January 23rd, 2008 by Mark Ramm
I’ve enjoyed hanging out with Adrian at the last couple of PyCon’s, and I’ve been looking forward to his new venture EveryBlock.com for a while.
It seems like the buzzword of our times is:
think globally, and act locally.
But it sure seems to me that you can’t act effectively at the local level unless you understand what’s happening in your neighborhood. And most of the time we don’t know a thing about anything local, because it’s not a big enough market to for the increasingly corporate mass-media driven news outlets.
But, at least in theory, the web should change that. It should provide us with the ability to find truly local information. And that’s what everyblock is all about.
Earlier this summer Adrian released a very cool tool for parsing content that was likely built from some kind of template (eg, dynamically generated e-mails, or web pages). I’ve been using TemplteMaker for about a month on a little side project, I immediately saw how this fit into the EveryBlock master plan.
Anyway, congratulations Adrian! And if you live in Chicago, New York, or San Francisco, check it out.
January 23rd, 2008 by Mark Ramm
TurboGears and Django both call their template languages “designer friendly” — but they are not saying the same thing..
Django’s templates are not particularly Dreamweaver (or other WSYWIG editor friendly), and Genshi (like it’s older brother Kid) isn’t designed to be particularly easy for graphic designers to learn.
As far as designer-friendliness goes, I think it all comes down to workflow, and what you expect designers to do. If your designers work in Dreamweaver, and want to be able to look at the template files there, Kid/Genshi’s attribute based markup language will be the most likely to hold up to changes they make. But, if you work with with the same designers over time, and you have designers use text-editors to edit HTML and CSS are willing to learn a few simple markup tricks, the Django template language starts to make a lot of sense.

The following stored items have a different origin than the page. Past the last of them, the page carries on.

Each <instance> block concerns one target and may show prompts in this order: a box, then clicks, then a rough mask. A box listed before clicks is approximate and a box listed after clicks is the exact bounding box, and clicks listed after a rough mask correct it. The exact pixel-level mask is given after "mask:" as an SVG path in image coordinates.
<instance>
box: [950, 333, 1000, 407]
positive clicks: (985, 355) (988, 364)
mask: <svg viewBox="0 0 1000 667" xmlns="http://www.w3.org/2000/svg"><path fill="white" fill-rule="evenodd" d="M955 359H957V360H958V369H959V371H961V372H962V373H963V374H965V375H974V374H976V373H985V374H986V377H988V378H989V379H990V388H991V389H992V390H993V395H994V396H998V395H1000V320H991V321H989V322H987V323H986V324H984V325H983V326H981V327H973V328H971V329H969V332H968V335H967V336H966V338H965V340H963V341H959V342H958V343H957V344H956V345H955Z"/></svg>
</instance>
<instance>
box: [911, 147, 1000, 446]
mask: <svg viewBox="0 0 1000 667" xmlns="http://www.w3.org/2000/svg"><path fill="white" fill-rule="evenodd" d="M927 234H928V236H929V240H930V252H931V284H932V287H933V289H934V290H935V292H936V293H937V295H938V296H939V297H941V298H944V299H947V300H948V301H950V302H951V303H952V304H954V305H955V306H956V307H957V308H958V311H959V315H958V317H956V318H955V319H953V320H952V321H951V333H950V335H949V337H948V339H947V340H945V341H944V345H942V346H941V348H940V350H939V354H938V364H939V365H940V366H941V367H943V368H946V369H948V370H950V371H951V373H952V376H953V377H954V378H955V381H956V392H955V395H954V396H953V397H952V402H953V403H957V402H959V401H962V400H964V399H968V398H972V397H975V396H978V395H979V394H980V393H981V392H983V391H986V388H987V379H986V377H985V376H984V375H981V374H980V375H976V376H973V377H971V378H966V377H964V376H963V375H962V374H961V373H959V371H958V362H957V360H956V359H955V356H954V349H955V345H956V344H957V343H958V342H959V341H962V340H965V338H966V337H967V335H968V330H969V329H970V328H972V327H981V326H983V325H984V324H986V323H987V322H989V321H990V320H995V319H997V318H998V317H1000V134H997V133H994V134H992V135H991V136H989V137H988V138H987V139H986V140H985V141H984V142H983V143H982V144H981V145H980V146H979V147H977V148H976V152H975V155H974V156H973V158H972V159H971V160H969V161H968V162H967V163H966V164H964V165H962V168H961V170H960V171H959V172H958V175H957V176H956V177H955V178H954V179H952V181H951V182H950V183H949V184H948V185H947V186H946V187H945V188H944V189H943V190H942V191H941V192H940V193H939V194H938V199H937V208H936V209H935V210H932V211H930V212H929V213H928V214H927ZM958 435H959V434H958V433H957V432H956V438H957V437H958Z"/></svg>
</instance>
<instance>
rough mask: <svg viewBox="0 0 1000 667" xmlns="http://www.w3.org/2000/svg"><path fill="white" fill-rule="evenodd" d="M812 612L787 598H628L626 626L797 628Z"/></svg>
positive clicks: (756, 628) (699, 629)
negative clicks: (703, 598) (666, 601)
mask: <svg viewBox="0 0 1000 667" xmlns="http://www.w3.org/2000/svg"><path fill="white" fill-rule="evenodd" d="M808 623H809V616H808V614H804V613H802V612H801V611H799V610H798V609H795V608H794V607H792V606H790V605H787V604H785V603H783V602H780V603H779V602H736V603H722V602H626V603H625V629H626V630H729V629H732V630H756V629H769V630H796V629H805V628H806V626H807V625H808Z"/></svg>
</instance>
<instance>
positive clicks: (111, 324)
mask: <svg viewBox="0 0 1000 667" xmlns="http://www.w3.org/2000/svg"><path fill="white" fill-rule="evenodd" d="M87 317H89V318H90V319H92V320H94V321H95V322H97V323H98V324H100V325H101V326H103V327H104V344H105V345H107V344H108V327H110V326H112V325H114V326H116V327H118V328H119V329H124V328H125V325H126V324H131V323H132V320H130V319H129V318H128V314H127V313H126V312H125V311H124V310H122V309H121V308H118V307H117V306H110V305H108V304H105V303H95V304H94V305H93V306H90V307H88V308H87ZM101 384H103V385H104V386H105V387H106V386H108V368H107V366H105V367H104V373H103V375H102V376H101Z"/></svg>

The Genshi system works well with WSYWIG tools, and allows you to write your pages so that they preview well in Firefox and IE — without the need for a server. But, it’s also less likely that designers will want to learn how Genshi works (don’t get me wrong, I know lots of designers who know Genshi, I just expect that the Django people are right in arguing that their template system is more accessible to non-programmers). So, you’re likely to have more programmer involvement after the designer does his/her work if you use Genshi.
But it is worth mentioning that modern CSS based layouts actually make it much, much easier for programmers and designers to work together without trudging all over one another’s HTML. This means that good design means that look-and-feel changes can often (but not always) made without ever touching the template. This change actually makes a lot more difference in “designer friendliness” than which template language you choose.
Of course there’s more to template languages than “designer friendliness,” and the differences between TurboGears and Django become more apparent there. Topics that should probably be discussed at some point are: cross-site-scripting attacks and HTML/XML auto-escaping systems, the value of template-sandboxing vs trusting your template designers, and the need to produce lots of different kinds of XML (RSS, Atom, etc) and how template languages fit in. Oh, and I should probably talk about performance issues too. But, that’s way too many hot-button issues for one day.